The new holiday will be on May 21 each year.
In addition, parliament approved another annual holiday marking the end of the Muslim fasting month of Ramadan.
Since Ramadan is based on the lunar calendar, the holiday will "float" and be marked on a different day each year.
Previously, only Kurban Bayram (Eid al-Adha), or the annual Muslim festival of sacrifice, is a state holiday in Tatarstan, a predominantly Muslim republic.
Russian President Dmitry Medvedev on June 1 signed a law introducing a national holiday on July 28 each year to commemorate the adoption of Christianity in 988.

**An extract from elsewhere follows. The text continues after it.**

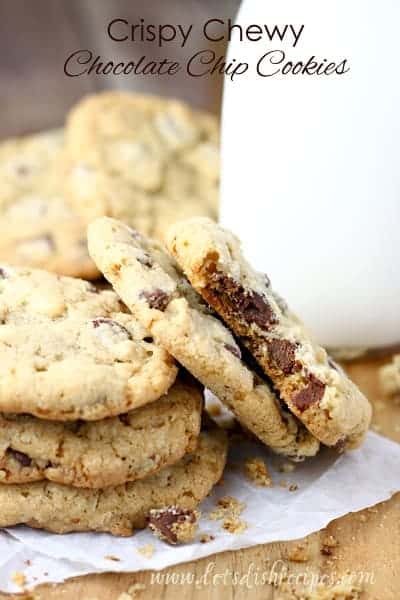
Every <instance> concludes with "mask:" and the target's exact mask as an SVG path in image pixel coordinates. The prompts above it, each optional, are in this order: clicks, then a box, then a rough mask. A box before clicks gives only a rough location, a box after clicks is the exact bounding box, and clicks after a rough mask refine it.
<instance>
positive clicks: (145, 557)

Tatar officials first proposed introducing a similar state day for the adoption of Islam as well, but the initiative got bogged down in disagreements between Tatars and North Caucasus Muslims on the date Islam was first established in Russia.
Volga Bulgars adopted Islam in the 10th century, while clerics in Daghestan claim that Islam appeared in the North Caucasus as early as the seventh century.